There’s nothing sillier than expecting people to give you a great expression because you say, “Smile!” Especially children. If you want people to smile in your photograph then you need to do something worth smiling about. Here’s a technique I learned from Drake Busath and refined to fit my own style. You can use this verbatim and adapt it to fit your personality, too.

Discipline an object

Kids also get a thrill from seeing something ridiculous get into trouble. This one is also gold for getting dads and moms to smile. Parents are usually stressed when they come for pictures. There’s not a lot I can do about that, but I coach them every time saying, “I’ll take care of the kids’ expressions, but I need you two to keep looking at the camera no matter what I’m saying to the kids. The best picture of the kids is always the one where dad is looking down at the kids, so please keep looking at me.” One more thing before the technique: as you do these things, you’ll find kids putting their hands in their mouths. I don’t know why, but they do. You’ll want to say, “Don’t put your fingers in your mouth,” but all they hear is “fingers in mouth” and they don’t move (but dad will now try to control their hands and it ruins everything). Instead say, “Please put your hand on your dad’s hand,” or, “Can you put your hand in your pocket?” Give them something specific to do and they’ll do it, and just tell them over and over again before each shot if necessary.

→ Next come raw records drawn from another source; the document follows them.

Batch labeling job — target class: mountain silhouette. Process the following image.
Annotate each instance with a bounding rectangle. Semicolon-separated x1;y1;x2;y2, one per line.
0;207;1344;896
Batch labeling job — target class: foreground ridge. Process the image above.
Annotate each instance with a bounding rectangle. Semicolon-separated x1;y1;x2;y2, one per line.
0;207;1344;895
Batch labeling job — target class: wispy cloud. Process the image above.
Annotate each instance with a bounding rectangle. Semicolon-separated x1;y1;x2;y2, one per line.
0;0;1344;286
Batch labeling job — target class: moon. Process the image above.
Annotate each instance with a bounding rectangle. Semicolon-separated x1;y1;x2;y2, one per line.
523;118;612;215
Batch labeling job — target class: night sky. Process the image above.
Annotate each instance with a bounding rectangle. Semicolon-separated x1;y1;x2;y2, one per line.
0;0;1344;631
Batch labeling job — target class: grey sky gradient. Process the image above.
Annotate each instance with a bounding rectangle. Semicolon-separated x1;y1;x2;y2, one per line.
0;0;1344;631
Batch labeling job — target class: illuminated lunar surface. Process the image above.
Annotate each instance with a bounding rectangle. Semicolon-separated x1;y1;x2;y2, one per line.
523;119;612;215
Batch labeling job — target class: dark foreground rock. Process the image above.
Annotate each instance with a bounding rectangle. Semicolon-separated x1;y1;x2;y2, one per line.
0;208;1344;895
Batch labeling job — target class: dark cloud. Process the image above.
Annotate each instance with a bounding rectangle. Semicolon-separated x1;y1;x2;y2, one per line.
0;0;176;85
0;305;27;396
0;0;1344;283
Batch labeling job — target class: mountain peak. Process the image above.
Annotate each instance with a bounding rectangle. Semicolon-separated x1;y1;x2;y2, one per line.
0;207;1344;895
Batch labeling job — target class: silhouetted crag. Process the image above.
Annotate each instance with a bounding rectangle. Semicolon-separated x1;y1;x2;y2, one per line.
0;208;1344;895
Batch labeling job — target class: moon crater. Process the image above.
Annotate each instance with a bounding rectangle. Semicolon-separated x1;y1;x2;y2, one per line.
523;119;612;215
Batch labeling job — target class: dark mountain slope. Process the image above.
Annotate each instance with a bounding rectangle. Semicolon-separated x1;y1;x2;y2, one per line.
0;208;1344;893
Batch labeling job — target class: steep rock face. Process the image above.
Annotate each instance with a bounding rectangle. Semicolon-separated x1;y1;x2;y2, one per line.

So, here’s the technique I learned from Drake Busath, who is probably the best portraitist I’ve ever seen. Kids love it when someone else gets into trouble, and they sit on the edge of their seats to watch this happen. Here’s the dialogue of what I do:

“Has anyone seen my keys? I’m always losing them …” Patting pockets and turning around in circles looking

“Ah! Here they are! John and Maddie, I need your help so I don’t lose these keys again, OK? I’m just going to set them right here on top of my head, and you tell me if they fall down. Will you do that?” Place car keys on top of head.

“OK, for this picture, I’d like you to–” tilt head so keys fall off, kids laugh and point, I look surprised and appalled.

Addressing keys, looking at them with scowling eyebrows, “Don’t you fall down again! You are embarrassing me! If you can’t behave, you won’t get any ice cream later!” Put keys back on head, kids are riveted, watching anxiously for the keys to get busted.

“Now, let’s make a picture. Maddie, will you please put your hand on your mom’s arm? Thanks. Ok …” keys fall off, kids laugh and point and keep smiling, I’m clicking away.

Wash and repeat. I just keep doing it over and over, clicking away each time. This works best if your camera is on a tripod (here’s the one I use) so you can just keep on clicking and not worry about framing or focusing. It works great with the kids, but you’ll be amazed at how well it engages with dads and moms, too. The kids are laughing, and the parents can’t help but anticipate the next fall of the keys.

If you’re a little more daring, this is a great time to poke at the parents a little and tie it more closely to the kids. You may have heard the parents using their specific language talking to the kids. I recently heard the parents telling each kid what “level” they were at and how close they were to earning something good. So, when I disciplined the keys, I said, “You’re at a level five right now, and you’re not going to get ice cream if this keeps up.” the kids loved it because they know exactly what that means and the parents laughed as well. Gauge the situation, but it’s a fun way to ease the tension.

Conclusion

When you need kids to do something besides what they’re doing, give them something else to do without drawing attention to what they are doing. Coach the parents to look at the camera. Use slapstick techniques to make kids laugh and you’ll make the best portraits a family has ever had, and even dad will have a good time doing it.